Threat to blow up DU Arts Building
DU Correspondent
An anonymous letter to the Mass Communication and Journalism Department of Dhaka University yesterday threatened to blow up the Arts Building on the campus in five days."I found the letter at about 10:30am when I went into my room to check emails. I instantly informed the vice-chancellor about it," said Professor Sheikh Abdus Salam, chair of the department. "In the next five days we -- the patriots -- (are) promising that we will bomb and destroy the entire Arts Building of the university ... ." the letter in English reads. "We will gain it because we want a better life, a better country and an Islamic country. This bomb is capable of destroying half of this precious building. This bomb can be anywhere in the department waiting to blow. We are not monsters, we are doing this for future generation. Secondly, we will never be called terrorists ... we will be respected by people as great patriots.
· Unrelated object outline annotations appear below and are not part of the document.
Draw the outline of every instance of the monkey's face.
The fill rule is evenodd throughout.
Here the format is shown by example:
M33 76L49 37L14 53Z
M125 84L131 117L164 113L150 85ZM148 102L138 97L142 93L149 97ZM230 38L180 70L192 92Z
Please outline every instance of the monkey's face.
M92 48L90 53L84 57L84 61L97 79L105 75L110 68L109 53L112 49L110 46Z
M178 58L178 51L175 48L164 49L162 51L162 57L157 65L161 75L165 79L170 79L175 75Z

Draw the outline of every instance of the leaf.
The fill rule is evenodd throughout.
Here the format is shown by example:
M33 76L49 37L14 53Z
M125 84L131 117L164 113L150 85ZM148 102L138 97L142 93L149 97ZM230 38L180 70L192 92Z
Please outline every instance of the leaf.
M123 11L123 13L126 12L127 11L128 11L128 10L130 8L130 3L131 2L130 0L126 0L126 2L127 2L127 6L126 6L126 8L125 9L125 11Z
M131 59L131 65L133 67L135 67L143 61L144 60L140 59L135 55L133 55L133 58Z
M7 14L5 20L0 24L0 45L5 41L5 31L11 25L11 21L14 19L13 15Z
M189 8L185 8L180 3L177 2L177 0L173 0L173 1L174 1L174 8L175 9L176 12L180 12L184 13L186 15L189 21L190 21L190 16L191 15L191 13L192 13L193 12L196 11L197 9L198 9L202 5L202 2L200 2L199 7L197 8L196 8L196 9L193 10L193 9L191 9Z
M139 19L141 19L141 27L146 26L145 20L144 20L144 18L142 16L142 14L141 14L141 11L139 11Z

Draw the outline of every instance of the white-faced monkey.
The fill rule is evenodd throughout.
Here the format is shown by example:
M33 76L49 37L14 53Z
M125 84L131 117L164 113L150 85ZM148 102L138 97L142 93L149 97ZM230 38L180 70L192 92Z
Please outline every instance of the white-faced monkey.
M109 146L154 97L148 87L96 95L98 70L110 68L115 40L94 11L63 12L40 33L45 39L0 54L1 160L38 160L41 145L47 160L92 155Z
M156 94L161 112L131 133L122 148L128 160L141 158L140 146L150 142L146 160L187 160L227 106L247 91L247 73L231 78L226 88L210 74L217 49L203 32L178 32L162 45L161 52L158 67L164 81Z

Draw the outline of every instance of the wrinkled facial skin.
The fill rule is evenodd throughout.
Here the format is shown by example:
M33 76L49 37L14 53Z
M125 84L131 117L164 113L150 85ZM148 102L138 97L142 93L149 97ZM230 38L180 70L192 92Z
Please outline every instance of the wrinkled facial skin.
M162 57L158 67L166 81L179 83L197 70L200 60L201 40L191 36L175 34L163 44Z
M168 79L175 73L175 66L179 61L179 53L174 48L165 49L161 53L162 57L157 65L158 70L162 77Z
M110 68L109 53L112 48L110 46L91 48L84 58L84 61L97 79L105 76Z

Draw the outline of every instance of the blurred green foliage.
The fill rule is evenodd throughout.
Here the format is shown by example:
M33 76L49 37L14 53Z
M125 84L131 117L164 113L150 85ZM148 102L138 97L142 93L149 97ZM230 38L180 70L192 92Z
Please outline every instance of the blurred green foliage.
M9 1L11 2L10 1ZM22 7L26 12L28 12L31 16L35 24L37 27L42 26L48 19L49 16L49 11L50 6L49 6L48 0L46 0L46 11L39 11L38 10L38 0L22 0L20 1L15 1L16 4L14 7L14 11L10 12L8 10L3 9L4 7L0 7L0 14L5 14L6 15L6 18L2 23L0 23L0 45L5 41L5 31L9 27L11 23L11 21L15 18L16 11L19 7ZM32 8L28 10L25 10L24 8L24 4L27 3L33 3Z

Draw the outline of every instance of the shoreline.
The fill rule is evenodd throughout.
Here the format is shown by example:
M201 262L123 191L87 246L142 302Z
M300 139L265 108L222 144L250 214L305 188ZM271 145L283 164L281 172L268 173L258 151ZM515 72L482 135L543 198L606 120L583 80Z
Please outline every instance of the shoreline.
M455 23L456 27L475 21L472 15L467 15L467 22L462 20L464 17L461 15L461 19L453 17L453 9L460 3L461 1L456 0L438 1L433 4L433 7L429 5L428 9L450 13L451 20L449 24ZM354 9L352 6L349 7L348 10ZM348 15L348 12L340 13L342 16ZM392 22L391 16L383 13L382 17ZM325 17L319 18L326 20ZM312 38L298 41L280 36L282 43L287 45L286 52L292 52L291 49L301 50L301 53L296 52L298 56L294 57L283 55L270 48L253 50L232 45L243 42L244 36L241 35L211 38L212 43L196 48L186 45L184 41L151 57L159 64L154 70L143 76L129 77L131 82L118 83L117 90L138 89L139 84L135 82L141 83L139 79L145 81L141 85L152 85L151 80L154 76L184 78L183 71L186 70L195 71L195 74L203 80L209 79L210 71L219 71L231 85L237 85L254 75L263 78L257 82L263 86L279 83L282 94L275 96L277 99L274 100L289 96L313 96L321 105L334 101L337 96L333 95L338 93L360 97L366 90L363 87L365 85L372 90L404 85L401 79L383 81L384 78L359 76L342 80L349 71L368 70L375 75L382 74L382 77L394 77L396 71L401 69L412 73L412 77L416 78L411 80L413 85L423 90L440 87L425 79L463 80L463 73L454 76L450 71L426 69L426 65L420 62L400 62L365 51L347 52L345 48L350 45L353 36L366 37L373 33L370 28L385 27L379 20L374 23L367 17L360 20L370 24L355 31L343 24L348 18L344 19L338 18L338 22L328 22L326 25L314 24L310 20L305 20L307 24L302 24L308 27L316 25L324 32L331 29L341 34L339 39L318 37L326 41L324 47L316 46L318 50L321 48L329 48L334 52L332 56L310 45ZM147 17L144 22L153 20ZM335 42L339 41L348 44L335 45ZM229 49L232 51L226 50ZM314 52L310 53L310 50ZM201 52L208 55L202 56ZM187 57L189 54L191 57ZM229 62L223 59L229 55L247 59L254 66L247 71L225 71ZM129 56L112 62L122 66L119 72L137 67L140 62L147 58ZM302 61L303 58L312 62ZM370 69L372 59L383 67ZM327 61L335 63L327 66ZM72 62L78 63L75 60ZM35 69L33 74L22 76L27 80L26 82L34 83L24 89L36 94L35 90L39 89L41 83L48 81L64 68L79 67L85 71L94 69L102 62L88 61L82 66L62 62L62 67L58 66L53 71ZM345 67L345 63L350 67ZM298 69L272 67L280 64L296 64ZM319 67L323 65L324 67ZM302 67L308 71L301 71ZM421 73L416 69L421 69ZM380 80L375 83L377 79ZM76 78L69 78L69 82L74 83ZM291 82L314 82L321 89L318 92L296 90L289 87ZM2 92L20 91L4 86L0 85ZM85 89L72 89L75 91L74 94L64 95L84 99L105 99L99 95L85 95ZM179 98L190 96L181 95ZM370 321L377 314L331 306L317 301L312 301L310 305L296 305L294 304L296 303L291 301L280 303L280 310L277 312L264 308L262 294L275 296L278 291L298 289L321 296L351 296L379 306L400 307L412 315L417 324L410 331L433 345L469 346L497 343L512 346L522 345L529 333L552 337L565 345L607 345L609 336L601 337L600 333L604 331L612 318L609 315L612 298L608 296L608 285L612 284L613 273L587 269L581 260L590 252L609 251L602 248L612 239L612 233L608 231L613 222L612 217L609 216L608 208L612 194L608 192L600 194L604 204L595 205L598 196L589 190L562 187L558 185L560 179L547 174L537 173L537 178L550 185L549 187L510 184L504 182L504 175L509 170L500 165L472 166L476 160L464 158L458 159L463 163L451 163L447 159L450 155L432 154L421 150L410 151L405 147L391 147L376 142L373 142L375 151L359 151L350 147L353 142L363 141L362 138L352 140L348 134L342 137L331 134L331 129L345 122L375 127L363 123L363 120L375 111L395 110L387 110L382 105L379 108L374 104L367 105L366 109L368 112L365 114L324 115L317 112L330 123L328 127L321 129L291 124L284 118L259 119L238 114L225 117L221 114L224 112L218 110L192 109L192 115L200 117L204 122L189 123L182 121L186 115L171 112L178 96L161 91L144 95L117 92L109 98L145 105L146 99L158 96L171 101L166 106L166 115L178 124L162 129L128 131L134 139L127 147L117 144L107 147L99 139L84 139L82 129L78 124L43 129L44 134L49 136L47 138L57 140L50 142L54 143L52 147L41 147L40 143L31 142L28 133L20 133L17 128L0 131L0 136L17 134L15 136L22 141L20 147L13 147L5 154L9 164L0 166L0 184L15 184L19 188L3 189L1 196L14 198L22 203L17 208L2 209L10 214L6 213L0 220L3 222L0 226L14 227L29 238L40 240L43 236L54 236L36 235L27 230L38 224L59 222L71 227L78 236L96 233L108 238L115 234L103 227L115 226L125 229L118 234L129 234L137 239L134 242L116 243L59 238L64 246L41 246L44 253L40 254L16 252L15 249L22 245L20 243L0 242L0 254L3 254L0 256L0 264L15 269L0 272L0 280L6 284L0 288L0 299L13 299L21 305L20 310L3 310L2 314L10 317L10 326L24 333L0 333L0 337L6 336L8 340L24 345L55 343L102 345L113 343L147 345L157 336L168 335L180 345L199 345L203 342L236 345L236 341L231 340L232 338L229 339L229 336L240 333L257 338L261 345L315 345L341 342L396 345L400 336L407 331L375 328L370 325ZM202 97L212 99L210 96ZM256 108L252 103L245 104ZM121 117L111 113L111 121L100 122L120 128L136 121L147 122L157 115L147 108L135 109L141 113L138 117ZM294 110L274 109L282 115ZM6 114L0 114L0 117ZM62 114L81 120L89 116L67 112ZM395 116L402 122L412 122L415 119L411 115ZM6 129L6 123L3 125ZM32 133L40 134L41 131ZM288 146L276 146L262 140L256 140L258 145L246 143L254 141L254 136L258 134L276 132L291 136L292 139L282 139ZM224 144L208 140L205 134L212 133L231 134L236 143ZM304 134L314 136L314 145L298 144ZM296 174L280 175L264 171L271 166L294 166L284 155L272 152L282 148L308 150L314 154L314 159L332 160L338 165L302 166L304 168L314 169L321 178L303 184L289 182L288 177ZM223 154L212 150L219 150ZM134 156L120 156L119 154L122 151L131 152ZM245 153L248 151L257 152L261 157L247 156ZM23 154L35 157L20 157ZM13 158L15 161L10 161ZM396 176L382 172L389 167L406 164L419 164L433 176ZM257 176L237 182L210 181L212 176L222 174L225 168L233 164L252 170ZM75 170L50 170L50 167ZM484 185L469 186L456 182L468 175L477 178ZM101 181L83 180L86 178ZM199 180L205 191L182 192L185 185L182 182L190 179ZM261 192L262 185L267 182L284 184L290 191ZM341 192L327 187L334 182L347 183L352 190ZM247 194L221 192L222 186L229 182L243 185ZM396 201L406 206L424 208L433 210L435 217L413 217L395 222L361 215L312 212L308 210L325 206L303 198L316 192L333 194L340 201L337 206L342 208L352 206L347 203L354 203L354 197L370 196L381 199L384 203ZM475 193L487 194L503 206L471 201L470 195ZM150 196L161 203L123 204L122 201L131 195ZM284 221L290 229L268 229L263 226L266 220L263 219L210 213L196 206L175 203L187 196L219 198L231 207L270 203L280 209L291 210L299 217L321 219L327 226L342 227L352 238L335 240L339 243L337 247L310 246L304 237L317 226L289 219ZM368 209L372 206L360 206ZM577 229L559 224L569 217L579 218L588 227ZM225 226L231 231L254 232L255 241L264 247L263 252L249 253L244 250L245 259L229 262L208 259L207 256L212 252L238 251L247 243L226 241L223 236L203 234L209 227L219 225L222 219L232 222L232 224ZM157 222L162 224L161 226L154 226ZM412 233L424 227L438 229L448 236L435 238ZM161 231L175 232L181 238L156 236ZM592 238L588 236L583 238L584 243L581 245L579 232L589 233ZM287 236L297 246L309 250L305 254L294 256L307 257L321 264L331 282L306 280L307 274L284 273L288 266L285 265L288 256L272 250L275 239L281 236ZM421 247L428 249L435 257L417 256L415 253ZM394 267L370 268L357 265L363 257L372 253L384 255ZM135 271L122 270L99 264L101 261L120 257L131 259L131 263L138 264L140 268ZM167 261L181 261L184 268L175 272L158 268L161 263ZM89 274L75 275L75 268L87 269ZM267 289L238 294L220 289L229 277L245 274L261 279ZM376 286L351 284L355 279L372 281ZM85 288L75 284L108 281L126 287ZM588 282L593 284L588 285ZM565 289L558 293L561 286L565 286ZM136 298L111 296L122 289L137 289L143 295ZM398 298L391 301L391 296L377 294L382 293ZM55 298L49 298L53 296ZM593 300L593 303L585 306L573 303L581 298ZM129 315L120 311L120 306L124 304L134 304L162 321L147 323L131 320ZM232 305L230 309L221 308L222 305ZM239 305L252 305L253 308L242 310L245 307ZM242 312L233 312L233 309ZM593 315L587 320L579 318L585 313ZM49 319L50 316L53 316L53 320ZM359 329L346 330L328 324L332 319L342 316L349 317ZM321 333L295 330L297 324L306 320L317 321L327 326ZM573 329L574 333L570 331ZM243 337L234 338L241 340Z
Your countdown is from the very moment," the letter says. Vice-Chancellor Professor SMA Faiz told The Daily Star that the university filed a general diary and the police are keeping a close watch on the campus in the capital, still reeling from the August 21 grenade attack that killed 19 people. "We have to unite against those who have been creating anarchy," Prof Faiz said adding: "We condemn the incident. I want cooperation from all to fight their evil design." Earlier, an anonymous former officer of the National Security Intelligence wrote a letter to Professor Mohammad Akhteruzzaman, general secretary of Dhaka University Teachers' Association, alerting him to probable bomb attacks "You should not join meetings, processions and namaz-e-janaza as they (fundamentalists) are targeting progressive people with car bombs," the letter says. The letter referred to the killing of progressive, secular and intellectual people in 1971 and claimed that fundamentalists control all madrasas and 80 percent of schools and colleges and other institutions except for Dhaka University. Akhteruzzaman told The Daily Star: "We cannot ignore it and there is no reason to take the matter lightly."